Offensive militaire sur le lac Tchad : les combattants de Boko Haram battent en retraite

Sous la pression d’une vaste opération aéroterrestre, les insurgés de Boko Haram ont été contraints d’abandonner leurs positions stratégiques sur le lac Tchad. Cette manœuvre d’envergure, dirigée par le Tchad avec le soutien logistique et opérationnel du Nigeria et du Niger, a provoqué une déroute manifeste dans les rangs jihadistes.

Boko Haram , Kano, Nigeria, lac Tchad , Niger

Une pluie de frappes sur les bastions insulaires

Depuis plusieurs jours, l’aviation tchadienne pilonne intensément les campements terroristes dissimulés sur les îles isolées de cette zone marécageuse.
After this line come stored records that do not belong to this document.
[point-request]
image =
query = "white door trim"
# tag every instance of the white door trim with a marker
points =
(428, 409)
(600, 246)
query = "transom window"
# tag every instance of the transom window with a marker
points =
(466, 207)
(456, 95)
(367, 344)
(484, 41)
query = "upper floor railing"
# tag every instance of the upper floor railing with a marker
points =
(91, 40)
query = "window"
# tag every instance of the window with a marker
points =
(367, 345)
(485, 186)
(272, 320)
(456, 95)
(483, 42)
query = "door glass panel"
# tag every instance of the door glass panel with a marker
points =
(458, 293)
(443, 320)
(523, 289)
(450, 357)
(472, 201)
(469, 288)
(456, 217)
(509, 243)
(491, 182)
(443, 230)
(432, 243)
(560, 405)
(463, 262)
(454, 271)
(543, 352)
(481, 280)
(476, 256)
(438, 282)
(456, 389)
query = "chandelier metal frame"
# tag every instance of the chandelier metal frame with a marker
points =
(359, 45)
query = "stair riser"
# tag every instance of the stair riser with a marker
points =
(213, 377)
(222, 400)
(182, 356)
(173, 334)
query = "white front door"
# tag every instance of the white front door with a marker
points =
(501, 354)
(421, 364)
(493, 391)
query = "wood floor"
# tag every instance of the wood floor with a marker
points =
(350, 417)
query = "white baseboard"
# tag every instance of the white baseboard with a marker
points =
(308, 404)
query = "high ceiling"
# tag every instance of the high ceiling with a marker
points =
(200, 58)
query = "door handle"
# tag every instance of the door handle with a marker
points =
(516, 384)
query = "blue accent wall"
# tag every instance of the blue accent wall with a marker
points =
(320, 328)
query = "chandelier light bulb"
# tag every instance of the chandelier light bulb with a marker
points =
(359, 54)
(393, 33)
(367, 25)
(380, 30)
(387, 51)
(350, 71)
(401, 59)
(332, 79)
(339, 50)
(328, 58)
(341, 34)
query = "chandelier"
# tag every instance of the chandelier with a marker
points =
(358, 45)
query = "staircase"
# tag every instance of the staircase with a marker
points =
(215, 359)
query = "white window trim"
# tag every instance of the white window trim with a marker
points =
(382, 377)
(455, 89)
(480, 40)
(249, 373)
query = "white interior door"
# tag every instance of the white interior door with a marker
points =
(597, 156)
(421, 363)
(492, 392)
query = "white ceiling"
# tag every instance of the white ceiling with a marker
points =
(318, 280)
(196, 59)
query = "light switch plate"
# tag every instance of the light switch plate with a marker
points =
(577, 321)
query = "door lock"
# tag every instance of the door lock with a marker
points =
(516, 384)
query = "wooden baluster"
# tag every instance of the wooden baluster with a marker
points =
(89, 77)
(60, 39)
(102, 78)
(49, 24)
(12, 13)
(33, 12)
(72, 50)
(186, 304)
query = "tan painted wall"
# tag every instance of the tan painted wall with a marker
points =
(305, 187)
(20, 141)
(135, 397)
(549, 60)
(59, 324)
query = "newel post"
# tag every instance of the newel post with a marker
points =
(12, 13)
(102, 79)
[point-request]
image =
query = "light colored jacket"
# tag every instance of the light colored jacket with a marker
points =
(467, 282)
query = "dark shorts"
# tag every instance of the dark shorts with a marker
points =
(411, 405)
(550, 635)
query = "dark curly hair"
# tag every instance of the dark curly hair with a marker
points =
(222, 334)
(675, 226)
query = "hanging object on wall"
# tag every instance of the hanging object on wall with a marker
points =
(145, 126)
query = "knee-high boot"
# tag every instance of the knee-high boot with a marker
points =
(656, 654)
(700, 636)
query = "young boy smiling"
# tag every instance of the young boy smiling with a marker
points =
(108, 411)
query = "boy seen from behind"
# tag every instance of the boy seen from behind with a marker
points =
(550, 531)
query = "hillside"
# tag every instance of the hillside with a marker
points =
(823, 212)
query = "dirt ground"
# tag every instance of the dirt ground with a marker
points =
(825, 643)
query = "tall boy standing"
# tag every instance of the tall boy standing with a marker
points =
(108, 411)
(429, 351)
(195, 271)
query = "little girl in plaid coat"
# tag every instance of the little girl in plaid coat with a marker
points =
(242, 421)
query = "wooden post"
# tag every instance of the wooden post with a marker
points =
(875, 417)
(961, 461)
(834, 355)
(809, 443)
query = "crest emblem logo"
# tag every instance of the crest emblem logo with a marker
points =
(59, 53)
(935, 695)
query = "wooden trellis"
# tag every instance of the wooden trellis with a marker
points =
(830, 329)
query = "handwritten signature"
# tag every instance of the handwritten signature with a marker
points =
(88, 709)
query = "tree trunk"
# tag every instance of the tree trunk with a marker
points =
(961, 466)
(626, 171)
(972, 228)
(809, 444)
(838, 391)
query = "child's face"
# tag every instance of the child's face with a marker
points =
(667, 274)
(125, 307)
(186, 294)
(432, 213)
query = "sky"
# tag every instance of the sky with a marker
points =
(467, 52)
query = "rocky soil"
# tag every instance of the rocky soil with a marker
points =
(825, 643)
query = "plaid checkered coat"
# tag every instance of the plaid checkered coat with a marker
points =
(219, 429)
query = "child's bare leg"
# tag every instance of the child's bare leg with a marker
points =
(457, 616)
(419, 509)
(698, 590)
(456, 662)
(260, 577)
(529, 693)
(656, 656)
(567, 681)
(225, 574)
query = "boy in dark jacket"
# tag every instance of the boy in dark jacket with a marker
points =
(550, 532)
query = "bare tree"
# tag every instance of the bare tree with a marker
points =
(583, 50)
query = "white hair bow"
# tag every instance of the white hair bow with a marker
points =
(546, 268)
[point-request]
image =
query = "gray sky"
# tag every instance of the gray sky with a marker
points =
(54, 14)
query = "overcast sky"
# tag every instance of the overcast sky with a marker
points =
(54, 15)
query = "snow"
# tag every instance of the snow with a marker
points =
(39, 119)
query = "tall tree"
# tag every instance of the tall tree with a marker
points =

Ce territoire, partagé entre le Cameroun, le Niger, le Nigeria et le Tchad, constitue depuis 2009 le sanctuaire de Boko Haram et de la faction rivale de l’État islamique en Afrique de l’Ouest (Iswap).

Ces bombardements n’ont pas été sans conséquences pour les populations civiles. Des dizaines de pêcheurs nigérians, contraints de verser des taxes aux jihadistes pour travailler dans ces eaux, ont été victimes des frappes. Plusieurs blessés graves, souffrant de brûlures importantes, ont été évacués vers les structures hospitalières de Bosso, au Niger.

Fuite massive vers des zones incertaines

Face à l’avancée des troupes, les combattants évacuent précipitamment leurs bases. Des témoins rapportent que les insurgés quittent les îles de la zone de Shuwa, à la frontière tripartite, emportant leurs familles à bord de petites embarcations de fortune. Les localités de Dogon Chukwu, Kangarwa, Gashakar, Yawan Mango et Kwatar Mota sont particulièrement concernées par cet exode.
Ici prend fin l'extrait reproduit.